Feature Request: Add Weight Normalization Support (weight_norm) #1888

Blaizzy · 2025-02-19T23:45:02Z

MLX currently lacks built-in support for weight normalization, which is a crucial feature for various deep learning architectures, particularly in audio processing and generative models. Weight normalization is a reparameterization technique that decouples the magnitude and direction of weight vectors, often leading to better conditioning and faster convergence.
Current Situation:

No built-in equivalent to PyTorch's torch.nn.utils.weight_norm
Users need to implement custom solutions, which may not be optimal or consistent

Proposed Solution:
I've developed a reference implementation that could serve as a starting point:

import mlx.core as mx
import numpy as np
from typing import Optional, List, Union, Tuple

def compute_norm(x: mx.array, 
                p: int, 
                dim: Optional[Union[int, List[int]]] = None, 
                keepdim: bool = False) -> mx.array:
    """
    Compute the p-norm of a tensor along specified dimensions.
    
    Args:
        x: Input array
        p: Order of the norm (1 or 2)
        dim: Dimension(s) along which to compute the norm
        keepdim: Whether to keep the reduced dimensions
    
    Returns:
        MLX array containing the computed norm
    """
    if p not in [1, 2]:
        raise ValueError("Only p-norms with p of 1 or 2 are supported")
    
    # Handle dimension input
    if dim is None:
        dim = tuple(range(x.ndim))
    elif isinstance(dim, int):
        dim = (dim,)
    
    if p == 1:
        # L1 norm
        return mx.sum(mx.abs(x), axis=dim, keepdims=keepdim)
    else:
        # L2 norm
        return mx.sqrt(mx.sum(x * x, axis=dim, keepdims=keepdim))

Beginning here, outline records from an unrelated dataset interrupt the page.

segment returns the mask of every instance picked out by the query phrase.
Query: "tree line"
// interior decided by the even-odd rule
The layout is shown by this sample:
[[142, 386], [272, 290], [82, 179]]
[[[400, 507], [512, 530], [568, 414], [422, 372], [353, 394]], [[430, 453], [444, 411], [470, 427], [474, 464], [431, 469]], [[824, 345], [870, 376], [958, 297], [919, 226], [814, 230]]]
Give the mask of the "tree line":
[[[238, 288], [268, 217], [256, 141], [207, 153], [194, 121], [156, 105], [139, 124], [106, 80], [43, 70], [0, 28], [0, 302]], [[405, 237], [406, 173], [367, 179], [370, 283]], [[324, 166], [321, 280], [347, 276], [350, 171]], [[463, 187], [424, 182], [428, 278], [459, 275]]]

def weight_norm(weight_v: mx.array, 
                weight_g: mx.array, 
                dim: Optional[int] = None) -> mx.array:
    """
    Applies weight normalization to the input tensor.
    
    Weight normalization reparameterizes weight vectors in a neural network 
    as a magnitude scalar times a direction vector: w = g * v/||v||
    
    Args:
        weight_v: Weight direction tensor (v)
        weight_g: Weight magnitude tensor (g)
        dim: Dimension along which to normalize. If None, normalize over all dims
            except dim=-1
    
    Returns:
        Normalized weight tensor
    """
    rank = len(weight_v.shape)
    
    if dim is not None:
        # Adjust negative dim
        if dim < -1:
            dim += rank
            
        # Create list of axes to normalize over
        axes = list(range(rank))
        if dim != -1:
            axes.remove(dim)
    else:
        # Default behavior: normalize over all dimensions
        axes = list(range(rank))
    
    # Compute L2 norm of v along specified axes
    norm_v = compute_norm(weight_v, p=2, dim=axes, keepdim=True)
    
    # Normalize and scale by g: w = g * (v / ||v||)
    normalized_weight = weight_v / (norm_v + 1e-7)  # Add epsilon for numerical stability
    return normalized_weight * weight_g

# Example usage:
def test_weight_norm():
    # Create sample tensors
    v = mx.random.normal((64, 3, 3))  # Direction tensor
    g = mx.random.normal((64, 1, 1))  # Magnitude tensor
    
    # Apply weight normalization
    w = weight_norm(v, g, dim=0)
    
    # Verify shape
    assert w.shape == v.shape
    
    # Verify norm along specified dimension
    norm_w = compute_norm(w, p=2, dim=[1, 2], keepdim=True)
    mx.eval(norm_w)  # Force computation
    
    return w, norm_w

if __name__ == "__main__":
    normalized_weight, weight_norm = test_weight_norm()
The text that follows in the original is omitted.